Aynı zamanda da Olimpiyatlar’a damga vuran sporculardan biri, Türkiye’nin de yeni kahramanı oldu...
***
Tabii gidişata dur dedi, kafileye yeniden moral verdi, Buse Naz Çakıroğlu’nun deyimiyle “ilham” kaynağı oldu... Sporcularımızın bütününün moral motivasyonunu tavan yaptırdı...
Yani, “okçulukta bile olduysa” inancını vizyona koydu ve “Hiç bir şey imkansız değil” sloganını yeniden hatırlattı...
Ve ondan sonra da Olimpiyat Köyü’ne ümit aşılandı, güven geldi, moral geldi, kuvvet geldi... Fark da hemen ortaya çıktı...
***
Aslında Dünya Okçuluk Federasyonu FITA Başkanı Prof Uğur Erdener, 2005’ten beri bu görevi yapıyor. Federasyon Başkanı Abdullah Topaloğlu ile birlikte büyük emekler verdiler, onlar da bu gururu yaşadı...
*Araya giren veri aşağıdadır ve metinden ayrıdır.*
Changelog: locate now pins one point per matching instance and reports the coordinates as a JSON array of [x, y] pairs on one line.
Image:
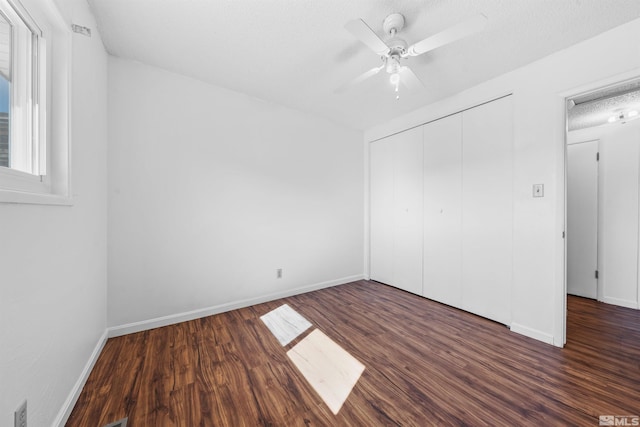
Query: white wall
[[618, 189], [539, 89], [210, 191], [53, 258]]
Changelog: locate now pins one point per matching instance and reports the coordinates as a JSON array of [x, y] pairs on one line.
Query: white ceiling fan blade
[[362, 32], [457, 32], [362, 77], [409, 79]]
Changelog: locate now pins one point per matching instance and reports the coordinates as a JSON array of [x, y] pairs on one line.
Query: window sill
[[8, 196]]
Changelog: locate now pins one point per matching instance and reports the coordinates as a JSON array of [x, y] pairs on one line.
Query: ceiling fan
[[395, 49]]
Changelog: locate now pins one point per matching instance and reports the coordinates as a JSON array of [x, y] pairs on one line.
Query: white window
[[33, 78]]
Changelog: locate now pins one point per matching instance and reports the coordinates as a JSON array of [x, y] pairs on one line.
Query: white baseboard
[[620, 302], [65, 411], [532, 333], [116, 331]]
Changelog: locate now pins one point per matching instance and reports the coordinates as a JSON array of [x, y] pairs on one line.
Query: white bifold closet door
[[443, 210], [396, 210], [487, 209]]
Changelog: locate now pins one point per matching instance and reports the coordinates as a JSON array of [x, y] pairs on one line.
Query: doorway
[[602, 194], [582, 219]]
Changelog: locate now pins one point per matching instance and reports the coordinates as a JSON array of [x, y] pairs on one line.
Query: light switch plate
[[538, 190]]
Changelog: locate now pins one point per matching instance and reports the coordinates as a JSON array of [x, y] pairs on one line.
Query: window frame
[[50, 158]]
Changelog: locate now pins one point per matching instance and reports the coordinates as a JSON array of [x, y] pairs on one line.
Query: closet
[[396, 210], [442, 210]]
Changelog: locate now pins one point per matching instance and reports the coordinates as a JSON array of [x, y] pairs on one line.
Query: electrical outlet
[[20, 416], [538, 190]]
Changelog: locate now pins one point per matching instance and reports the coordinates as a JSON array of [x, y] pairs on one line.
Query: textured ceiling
[[595, 108], [296, 52]]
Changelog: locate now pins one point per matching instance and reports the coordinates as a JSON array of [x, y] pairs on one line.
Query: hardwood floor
[[426, 364]]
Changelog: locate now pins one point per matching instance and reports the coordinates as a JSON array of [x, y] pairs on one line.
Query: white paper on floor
[[285, 323], [331, 371]]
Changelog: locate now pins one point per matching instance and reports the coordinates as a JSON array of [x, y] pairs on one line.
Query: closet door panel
[[487, 215], [442, 264], [381, 211], [408, 179]]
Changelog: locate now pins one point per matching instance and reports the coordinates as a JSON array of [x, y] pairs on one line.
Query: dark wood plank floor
[[426, 364]]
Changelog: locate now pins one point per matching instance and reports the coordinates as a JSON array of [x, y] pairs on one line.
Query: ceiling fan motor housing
[[393, 23]]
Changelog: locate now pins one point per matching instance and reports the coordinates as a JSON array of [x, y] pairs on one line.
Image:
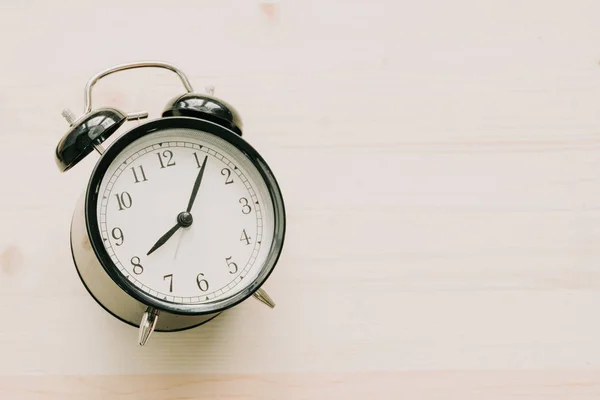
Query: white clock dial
[[149, 184]]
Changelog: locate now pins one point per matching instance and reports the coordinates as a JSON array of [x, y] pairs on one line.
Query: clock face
[[185, 217]]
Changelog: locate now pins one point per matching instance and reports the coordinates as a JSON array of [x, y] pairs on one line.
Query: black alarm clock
[[181, 218]]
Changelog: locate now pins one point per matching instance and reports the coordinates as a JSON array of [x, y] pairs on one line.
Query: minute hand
[[196, 185]]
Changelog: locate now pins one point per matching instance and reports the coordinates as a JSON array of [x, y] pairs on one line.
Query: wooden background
[[440, 162]]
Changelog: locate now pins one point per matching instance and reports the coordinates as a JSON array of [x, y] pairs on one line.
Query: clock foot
[[147, 325], [262, 296]]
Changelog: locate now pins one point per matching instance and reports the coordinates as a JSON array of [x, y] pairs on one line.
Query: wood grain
[[432, 385], [440, 164]]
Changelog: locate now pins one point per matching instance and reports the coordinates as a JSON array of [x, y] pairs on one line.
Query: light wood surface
[[440, 163]]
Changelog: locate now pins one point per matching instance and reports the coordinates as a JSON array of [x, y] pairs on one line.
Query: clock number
[[245, 206], [198, 163], [137, 267], [142, 173], [124, 200], [230, 264], [227, 171], [117, 234], [170, 276], [245, 237], [202, 283], [166, 154]]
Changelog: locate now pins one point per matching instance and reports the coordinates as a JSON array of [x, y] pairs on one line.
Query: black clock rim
[[180, 122]]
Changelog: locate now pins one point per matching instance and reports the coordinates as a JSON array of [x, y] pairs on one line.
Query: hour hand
[[163, 239], [184, 219]]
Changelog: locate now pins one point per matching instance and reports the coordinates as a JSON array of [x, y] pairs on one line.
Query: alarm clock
[[181, 218]]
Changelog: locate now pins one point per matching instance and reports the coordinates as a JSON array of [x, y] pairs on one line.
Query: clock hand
[[184, 220], [196, 185]]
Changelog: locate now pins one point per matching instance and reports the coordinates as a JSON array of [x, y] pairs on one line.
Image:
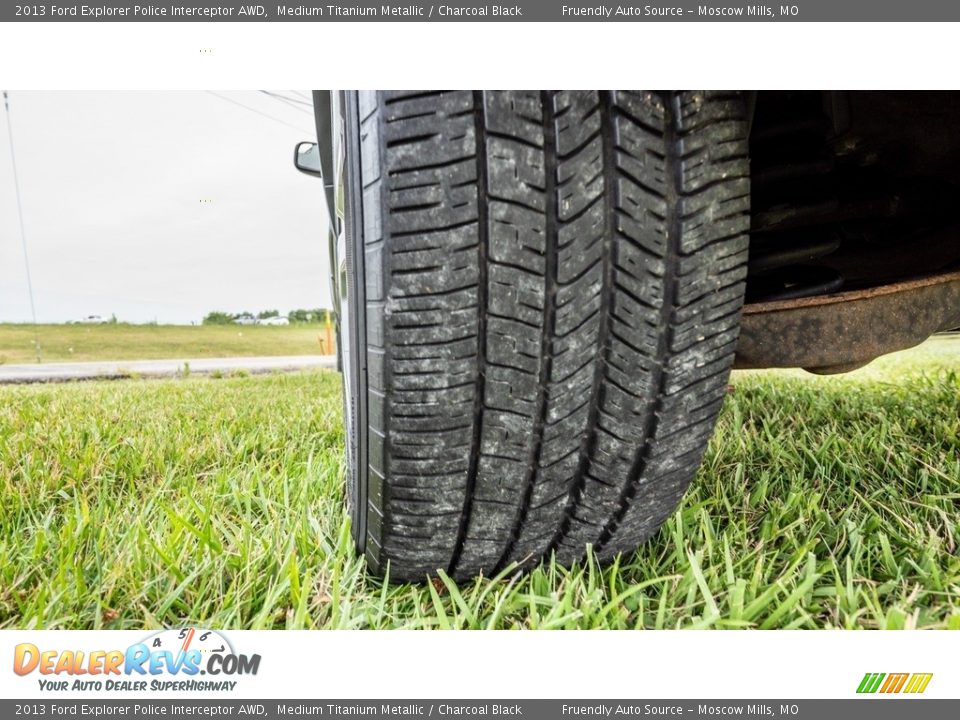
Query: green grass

Ancak kadere bakın ki, sporcusu, tarihin en büyük madalyasını alırken Başkan Topaloğlu bu gururu yerinde yaşayamıyor, kaybettiği eşini Ordu’da toprağa veriyordu.
***
3 yaşında yay, 5 yaşında ok eğitimi alan, omuz gelişimi için 8 yaşına kadar yüzme kursuna giden, koordinasyon katkısı için basketbol oynayan, görme ve dikkat yeteneğini geliştirmek için 1 sene resim kursuna giden, göz ve el koordinasyonu için 2 yıl piyano eğitimi alan Mete Gazoz bugün 22 yaşında Olimpiyat Şampiyonu...
***
Annesi Meral Gazoz’un başkanlığını yaptığı İstanbul Okçuluk Gençlik ve Spor Kulübü sporcusu. Babası Metin Gazoz da zaten eski milli okçu, kulübün kurucusu ve Milli Takım antrenörü...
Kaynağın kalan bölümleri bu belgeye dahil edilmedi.